Insurers reimburse critical care, not the avoidance of incidents. Therefore, investments are not targeted towards prevention.

Concerns about the possible side-effects of connected care are swept aside by the expectations of the benefits when people are confronted with a chronic disease themselves. Resistance that could be privacy-related completely disappears.

Tech can help population health, make health more accessible, more affordable. Tech can also get people get more included in the economy and contribute and drive growth, and growth and wealth are great contributors to a safer world.

When I became CEO, I was really worried that we were in commoditized segments that were mature and no longer growing. So we made a radical pivot into health technology because that is one of the world's unmet needs.

It has not escaped us that other competitors have also identified health as an attractive marketplace.

When you make a courageous statement, people start to follow you, and that's nice.

Having a consumer brand helps us a lot. We will see more ambulatory care, and there will be a lot of new ways to deliver healthcare... and that means consumerism is going to play a bigger role.

Great companies need to reinvent themselves. We can do that: we can stay relevant, we can grow, and we can stay successful. It takes courage, but it's a path we've been preparing for carefully.

The entire dynamics of the lighting market are changing. Value is moving toward systems and services.

The conventional way of selling products out of the catalogue no longer works; the relationship needs to become more sticky.

We typically sell a catheter lab to a hospital, and it sits there for the next 10 years, and we don't visit the cardiologist on a daily basis. Volcano have a disposable business. They are in the cath lab on a daily basis.

There's much unlocked potential in Philips.

I am pleased with the response of investors towards Philips Lighting and the successful pricing of the I.P.O. This strategic milestone will allow Royal Philips to focus on the fast-growing health technology market.

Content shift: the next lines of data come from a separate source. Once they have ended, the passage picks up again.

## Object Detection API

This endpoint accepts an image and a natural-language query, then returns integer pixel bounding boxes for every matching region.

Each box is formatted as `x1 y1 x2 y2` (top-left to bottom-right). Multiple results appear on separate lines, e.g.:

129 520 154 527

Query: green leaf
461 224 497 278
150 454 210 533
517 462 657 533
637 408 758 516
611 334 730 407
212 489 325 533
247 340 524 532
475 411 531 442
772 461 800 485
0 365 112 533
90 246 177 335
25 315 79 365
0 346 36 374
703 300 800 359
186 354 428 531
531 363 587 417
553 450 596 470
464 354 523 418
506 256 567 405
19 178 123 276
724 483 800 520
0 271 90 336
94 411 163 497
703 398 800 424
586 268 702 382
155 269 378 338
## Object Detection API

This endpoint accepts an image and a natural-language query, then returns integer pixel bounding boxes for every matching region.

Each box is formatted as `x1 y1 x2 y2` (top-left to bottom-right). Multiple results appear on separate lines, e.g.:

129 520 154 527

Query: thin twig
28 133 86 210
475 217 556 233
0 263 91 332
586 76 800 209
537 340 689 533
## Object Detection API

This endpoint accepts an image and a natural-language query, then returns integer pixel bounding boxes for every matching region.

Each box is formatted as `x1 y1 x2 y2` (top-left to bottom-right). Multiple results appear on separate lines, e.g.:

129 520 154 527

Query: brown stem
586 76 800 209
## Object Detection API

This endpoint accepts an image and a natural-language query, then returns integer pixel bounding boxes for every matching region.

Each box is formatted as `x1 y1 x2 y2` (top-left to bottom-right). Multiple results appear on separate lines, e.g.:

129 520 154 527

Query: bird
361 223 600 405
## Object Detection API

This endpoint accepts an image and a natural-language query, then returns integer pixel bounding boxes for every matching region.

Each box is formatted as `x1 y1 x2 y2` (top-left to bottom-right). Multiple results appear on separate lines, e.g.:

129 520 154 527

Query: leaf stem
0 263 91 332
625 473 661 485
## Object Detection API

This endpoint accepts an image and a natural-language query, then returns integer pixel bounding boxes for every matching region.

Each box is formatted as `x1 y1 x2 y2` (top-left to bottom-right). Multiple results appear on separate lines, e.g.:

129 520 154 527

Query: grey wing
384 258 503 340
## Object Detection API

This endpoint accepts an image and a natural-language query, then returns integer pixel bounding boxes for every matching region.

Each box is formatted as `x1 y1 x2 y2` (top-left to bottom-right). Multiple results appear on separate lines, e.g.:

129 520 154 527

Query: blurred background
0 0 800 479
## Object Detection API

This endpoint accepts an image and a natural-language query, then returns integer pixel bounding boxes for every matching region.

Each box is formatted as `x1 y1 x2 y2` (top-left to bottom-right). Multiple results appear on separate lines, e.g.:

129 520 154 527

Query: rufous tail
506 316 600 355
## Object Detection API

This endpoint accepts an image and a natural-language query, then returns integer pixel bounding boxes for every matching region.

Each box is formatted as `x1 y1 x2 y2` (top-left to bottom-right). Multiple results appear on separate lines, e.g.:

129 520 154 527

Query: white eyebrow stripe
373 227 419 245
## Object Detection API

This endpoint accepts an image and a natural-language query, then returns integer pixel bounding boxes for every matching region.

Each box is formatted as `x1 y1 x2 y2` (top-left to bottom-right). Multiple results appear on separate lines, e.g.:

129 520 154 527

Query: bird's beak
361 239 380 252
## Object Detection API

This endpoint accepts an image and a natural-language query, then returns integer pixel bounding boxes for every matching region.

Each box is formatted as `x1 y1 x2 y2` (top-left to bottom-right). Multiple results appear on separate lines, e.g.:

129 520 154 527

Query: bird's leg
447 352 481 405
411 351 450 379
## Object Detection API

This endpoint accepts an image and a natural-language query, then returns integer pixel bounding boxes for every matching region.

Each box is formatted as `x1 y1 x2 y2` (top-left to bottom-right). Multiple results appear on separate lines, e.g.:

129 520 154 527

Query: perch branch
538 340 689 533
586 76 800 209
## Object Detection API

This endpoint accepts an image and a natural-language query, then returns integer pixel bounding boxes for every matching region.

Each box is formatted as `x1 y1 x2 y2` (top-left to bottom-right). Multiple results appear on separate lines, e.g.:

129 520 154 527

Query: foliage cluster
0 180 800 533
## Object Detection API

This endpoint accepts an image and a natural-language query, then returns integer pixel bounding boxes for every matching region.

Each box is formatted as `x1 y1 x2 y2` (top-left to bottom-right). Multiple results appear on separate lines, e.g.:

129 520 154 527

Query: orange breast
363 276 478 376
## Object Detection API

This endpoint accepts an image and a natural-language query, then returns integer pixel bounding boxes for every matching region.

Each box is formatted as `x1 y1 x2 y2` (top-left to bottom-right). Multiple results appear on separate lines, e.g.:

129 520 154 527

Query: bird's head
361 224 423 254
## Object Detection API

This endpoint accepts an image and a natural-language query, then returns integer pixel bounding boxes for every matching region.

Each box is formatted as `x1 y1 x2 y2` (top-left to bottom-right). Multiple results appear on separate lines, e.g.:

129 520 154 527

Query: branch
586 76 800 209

You can't have a single design for all cities. The look and feel of the streetlights are very important.

I think, going forward, we need to be much more modest on expectations with regard to China growth: That's just being realistic.

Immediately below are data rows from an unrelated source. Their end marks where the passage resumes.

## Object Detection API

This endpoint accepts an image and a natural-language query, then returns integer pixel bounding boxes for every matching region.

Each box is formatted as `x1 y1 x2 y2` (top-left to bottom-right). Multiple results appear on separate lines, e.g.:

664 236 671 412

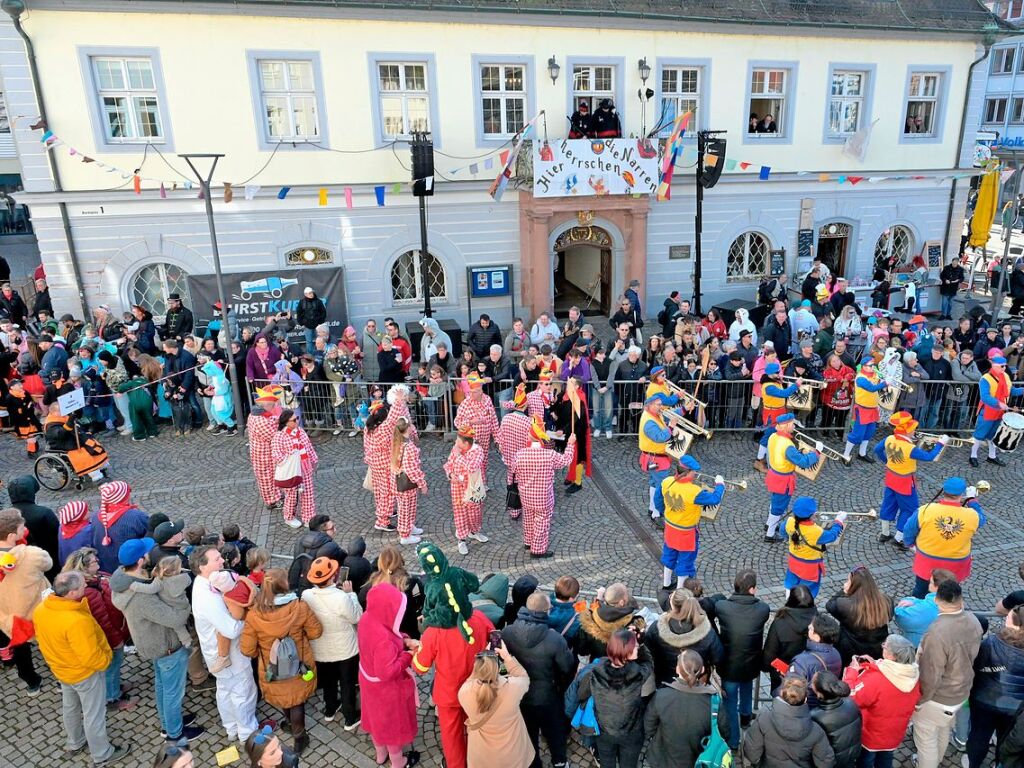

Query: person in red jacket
843 635 921 768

You need to dismount when your horse is dead. What was relevant 20 years ago is no longer relevant today. Therefore, you need to reinvent yourself.

I think of the world as geographical regions, and it excites me to think about the opportunity that Europe can have if we consider it to be the 500-million-people region that it is.

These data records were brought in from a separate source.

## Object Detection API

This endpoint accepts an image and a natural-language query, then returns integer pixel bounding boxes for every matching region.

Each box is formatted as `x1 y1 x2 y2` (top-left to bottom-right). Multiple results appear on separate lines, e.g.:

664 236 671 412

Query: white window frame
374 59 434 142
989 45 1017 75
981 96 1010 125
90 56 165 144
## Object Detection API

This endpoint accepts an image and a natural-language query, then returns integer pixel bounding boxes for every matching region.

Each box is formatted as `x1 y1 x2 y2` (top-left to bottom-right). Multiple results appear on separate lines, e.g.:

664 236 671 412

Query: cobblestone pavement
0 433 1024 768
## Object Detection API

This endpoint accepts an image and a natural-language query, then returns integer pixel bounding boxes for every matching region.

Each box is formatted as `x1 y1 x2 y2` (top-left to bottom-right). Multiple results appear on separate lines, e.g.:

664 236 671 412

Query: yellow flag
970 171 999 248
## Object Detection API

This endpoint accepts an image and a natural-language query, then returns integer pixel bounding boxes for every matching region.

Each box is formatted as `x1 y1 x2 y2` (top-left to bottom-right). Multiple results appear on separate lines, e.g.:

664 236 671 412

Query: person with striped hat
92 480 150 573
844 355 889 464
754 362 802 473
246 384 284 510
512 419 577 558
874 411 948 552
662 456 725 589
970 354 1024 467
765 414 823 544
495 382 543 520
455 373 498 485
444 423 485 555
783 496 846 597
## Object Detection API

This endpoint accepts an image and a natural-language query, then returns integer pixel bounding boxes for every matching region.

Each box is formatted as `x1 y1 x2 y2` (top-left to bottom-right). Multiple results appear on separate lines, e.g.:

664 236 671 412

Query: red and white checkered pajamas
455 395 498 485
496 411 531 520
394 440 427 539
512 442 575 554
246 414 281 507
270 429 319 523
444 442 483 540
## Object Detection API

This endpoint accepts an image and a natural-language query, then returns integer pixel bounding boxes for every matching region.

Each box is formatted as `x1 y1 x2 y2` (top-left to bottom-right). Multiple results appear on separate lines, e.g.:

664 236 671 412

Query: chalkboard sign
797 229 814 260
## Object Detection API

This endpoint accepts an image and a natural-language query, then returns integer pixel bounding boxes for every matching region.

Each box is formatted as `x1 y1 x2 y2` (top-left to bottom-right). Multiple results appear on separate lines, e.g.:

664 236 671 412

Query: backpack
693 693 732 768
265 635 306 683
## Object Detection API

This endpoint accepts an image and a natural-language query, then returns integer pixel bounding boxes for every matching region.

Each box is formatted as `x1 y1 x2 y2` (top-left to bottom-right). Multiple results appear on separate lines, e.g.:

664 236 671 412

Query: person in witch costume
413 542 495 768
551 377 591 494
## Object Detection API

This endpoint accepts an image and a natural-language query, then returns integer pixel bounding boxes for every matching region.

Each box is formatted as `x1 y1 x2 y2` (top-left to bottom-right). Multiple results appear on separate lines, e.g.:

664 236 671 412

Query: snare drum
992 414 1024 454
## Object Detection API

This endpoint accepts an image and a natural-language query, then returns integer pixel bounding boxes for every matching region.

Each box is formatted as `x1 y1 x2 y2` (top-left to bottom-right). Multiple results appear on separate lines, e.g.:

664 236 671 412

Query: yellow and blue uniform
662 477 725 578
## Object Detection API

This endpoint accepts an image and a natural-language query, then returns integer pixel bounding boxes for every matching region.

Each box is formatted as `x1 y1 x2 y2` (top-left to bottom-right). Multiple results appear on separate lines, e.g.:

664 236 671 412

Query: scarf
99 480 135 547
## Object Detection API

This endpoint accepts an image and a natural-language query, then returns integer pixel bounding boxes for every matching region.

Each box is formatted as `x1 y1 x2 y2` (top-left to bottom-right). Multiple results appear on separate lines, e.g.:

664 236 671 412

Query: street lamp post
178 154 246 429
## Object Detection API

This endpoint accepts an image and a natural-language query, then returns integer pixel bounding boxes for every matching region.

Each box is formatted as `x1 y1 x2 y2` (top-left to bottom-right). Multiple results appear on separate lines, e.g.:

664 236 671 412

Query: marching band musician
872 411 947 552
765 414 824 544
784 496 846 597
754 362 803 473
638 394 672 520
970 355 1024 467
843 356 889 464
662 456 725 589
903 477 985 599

We can squabble between the siblings in Europe and not be very productive and then see China and the U.S. win over the European region. Or - and this is my preferred choice - we team up together and are the strong region that we want to be, using each others' strengths and building on our commonalities to become the smartest region in the world.

The traditional way that society looks at healthcare is to let people get terribly sick and then have an emergency room to take care of them and spend a lot of money on acute care for people who would have been kept out of hospital in the first place if they had had a lifestyle change.

At the core, Philips is an innovation company. And for innovation to work, you need to look for the unmet needs.

We invented television and stuck with it for 50 years, and then I decided to get out of that. I would like people to know that we are broader than consumer electronics.

Light is one of the basic areas that will give you comfort, but it is undergoing a technological revolution in moving from conventional lighting to semiconductor-based lighting, and as it does that, it is becoming intelligent with the transition from analogue to digital.

We have transformed Philips into a focused leader in health technology, delivering innovation to help people manage their health.

The global healthcare industry is undergoing a paradigm shift, providing significant opportunities for Philips to deliver more integrated solutions across the continuum of care - from prevention, diagnosis, and treatment to monitoring and aftercare.

To become the global leader in HealthTech and shape the future of the industry, we will combine our vibrant Healthcare and Consumer Lifestyle businesses into one company.